In my last opinion, “whether to privatize or not”, I said that public transport should remain a public service because of the positive benefits which also align with the current challenges and objectives of the country. That is, to help reduce traffic jams, reduce the number of traffic accidents, protect the environment and reduce the cost of living.

While there is a good argument to be made for maintaining and even expanding Bermuda’s public transport services, I don’t see a similar path for the post office. In this context, I question the government’s strategy of increasing competition and causing friction with one of its main job-creating players.

Malcolm Raynor has worked in the telecommunications industry in Bermuda for over 30 years.

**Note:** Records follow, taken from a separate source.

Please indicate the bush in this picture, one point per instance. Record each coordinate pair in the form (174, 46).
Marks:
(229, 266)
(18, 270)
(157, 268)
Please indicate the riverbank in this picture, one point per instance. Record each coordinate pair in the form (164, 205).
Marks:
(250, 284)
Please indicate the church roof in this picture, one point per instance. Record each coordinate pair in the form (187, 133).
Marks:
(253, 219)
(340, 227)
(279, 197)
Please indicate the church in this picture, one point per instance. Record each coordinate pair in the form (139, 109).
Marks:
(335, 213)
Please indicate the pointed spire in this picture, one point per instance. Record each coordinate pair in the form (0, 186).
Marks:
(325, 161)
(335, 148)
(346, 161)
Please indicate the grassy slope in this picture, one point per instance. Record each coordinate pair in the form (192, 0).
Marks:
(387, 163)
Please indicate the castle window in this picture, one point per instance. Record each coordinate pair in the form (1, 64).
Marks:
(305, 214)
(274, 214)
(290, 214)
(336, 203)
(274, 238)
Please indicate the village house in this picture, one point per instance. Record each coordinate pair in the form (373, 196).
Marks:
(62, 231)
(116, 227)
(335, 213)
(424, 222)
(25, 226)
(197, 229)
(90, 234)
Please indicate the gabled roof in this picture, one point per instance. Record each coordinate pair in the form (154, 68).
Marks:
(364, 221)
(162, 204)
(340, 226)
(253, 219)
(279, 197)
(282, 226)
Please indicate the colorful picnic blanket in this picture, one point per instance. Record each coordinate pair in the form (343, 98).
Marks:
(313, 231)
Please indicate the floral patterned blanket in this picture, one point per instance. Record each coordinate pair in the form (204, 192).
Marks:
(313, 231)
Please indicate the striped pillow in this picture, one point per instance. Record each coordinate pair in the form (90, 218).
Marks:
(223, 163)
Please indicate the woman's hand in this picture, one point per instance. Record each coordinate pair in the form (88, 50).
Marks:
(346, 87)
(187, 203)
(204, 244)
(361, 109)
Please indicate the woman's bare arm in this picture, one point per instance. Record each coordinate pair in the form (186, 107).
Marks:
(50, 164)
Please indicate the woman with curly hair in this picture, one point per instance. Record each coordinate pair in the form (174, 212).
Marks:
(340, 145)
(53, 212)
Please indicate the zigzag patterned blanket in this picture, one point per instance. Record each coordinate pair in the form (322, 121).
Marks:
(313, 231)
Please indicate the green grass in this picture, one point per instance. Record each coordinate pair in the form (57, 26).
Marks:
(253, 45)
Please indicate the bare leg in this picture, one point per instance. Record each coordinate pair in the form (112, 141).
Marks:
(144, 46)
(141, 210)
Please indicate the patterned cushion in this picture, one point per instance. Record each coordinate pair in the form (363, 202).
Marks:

Benefiting from Cable & Wireless internal training and education programs in Bermuda, Barbados, Saint Lucia (University of the West Indies) and Great Britain, he has reached the level of Senior Vice President. Independent thinker with a moderate ideology, his opinions are influenced by principles, data and trends

When unveiling the 2020 business plan, it was misleading for the minister to say: “The Bermuda Post value chain, compared to its competitors, relies heavily on its competitive prices.” While competition is healthy in a market to control prices and rates, is it a fair fight for a government institution that operates at a large loss to take on private companies that have to operate at a profit to maintain itself?

I am aware of the decline of the traditional economic model of the Post, and I understand that the goal is to make more income to reduce its deficit. However, at what cost? There is now no more love between the government and the e-commerce packaging industry. Whatever relationship there was, it’s definitely worse now.

More importantly, trust within the entire retail sector is broken, as overseas purchases are openly encouraged by a government which should instead provide economic security and assistance to businesses operating in the United States. the island.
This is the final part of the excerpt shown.